No se debe decir un futuro mejor, porque ello implica que el presente está bien, y que puede mejorarse. Lo cuál, obviamente, es falso. El presente de Venezuela es catastrófico, y para que el futuro llegue a ser bueno o positivo para el país, tiene que ser distinto al presente, y distinto de raíz, es decir: radical.

Esta afirmación es pertinente por dos motivos básicos. El primero, por los que están satisfechos con el poder que ostentan en el presente, y sólo desean continuismo, a costa de lo que sea. Se trata de los mandoneros de la hegemonía y su repertorio político y económico de beneficiarios. Y no me refiero a los que reciben migajas sino a los que se hinchan con la depredación.

El segundo motivo es por los que abogan por cambios incrementales, o sea, muy piano piano, casi imperceptibles, que no llevan a ningún «lontano», sino que colaboran en darle más y más tiempo a la hegemonía para despotizar y depredar.

Y mientras tanto, la abrumadora mayoría de los venezolanos padece para sobrevivir, en medio de una crisis humanitaria y una orfandad política. Una combinación siniestra.

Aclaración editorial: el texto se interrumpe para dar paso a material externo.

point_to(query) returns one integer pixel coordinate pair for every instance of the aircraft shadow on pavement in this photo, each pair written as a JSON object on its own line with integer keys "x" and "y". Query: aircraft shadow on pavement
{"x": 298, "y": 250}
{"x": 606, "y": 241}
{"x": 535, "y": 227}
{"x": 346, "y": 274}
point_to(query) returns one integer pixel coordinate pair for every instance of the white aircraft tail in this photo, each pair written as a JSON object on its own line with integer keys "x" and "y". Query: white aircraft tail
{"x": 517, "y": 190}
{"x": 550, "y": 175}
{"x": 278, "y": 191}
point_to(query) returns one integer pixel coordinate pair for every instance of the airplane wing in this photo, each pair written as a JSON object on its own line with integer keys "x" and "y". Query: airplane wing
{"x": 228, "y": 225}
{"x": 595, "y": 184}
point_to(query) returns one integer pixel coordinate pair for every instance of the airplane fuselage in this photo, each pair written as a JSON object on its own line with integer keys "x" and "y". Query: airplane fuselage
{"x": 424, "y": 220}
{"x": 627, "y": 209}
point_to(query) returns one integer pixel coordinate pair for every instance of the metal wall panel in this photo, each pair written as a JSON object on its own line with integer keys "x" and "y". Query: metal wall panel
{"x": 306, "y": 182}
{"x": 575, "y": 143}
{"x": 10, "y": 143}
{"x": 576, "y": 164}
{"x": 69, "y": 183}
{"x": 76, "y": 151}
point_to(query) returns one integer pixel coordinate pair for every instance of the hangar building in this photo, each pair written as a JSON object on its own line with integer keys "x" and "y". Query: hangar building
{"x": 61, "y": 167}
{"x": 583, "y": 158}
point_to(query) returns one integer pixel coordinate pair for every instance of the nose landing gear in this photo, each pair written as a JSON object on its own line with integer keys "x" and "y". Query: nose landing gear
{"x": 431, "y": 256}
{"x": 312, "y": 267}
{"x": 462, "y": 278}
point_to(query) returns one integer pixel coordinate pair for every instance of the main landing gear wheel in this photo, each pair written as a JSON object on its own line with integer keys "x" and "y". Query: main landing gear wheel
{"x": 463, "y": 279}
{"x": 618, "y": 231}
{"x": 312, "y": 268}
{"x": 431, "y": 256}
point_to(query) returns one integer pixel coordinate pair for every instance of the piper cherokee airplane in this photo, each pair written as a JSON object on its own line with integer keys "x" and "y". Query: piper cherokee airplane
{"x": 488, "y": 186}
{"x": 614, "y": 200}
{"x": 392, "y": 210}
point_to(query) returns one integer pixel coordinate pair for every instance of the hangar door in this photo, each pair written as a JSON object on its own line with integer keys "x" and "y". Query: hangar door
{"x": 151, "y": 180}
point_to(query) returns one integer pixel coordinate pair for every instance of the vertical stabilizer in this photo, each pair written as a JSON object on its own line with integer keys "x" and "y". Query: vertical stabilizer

Todo eso seguirá de muy mal a peor, a menos que haya un cambio efectivo, real, verdadero, radical. El problema no es el cómo sino el porqué, y éste es la posibilidad de un futuro positivo para la nación. ¡Nada menos!

El «cómo» está en la Constitución y su exigencia de luchar por reestablecer los derechos democráticos. Y el «cómo» también está en la voluntad de una conducción política comprometida con un cambio radical.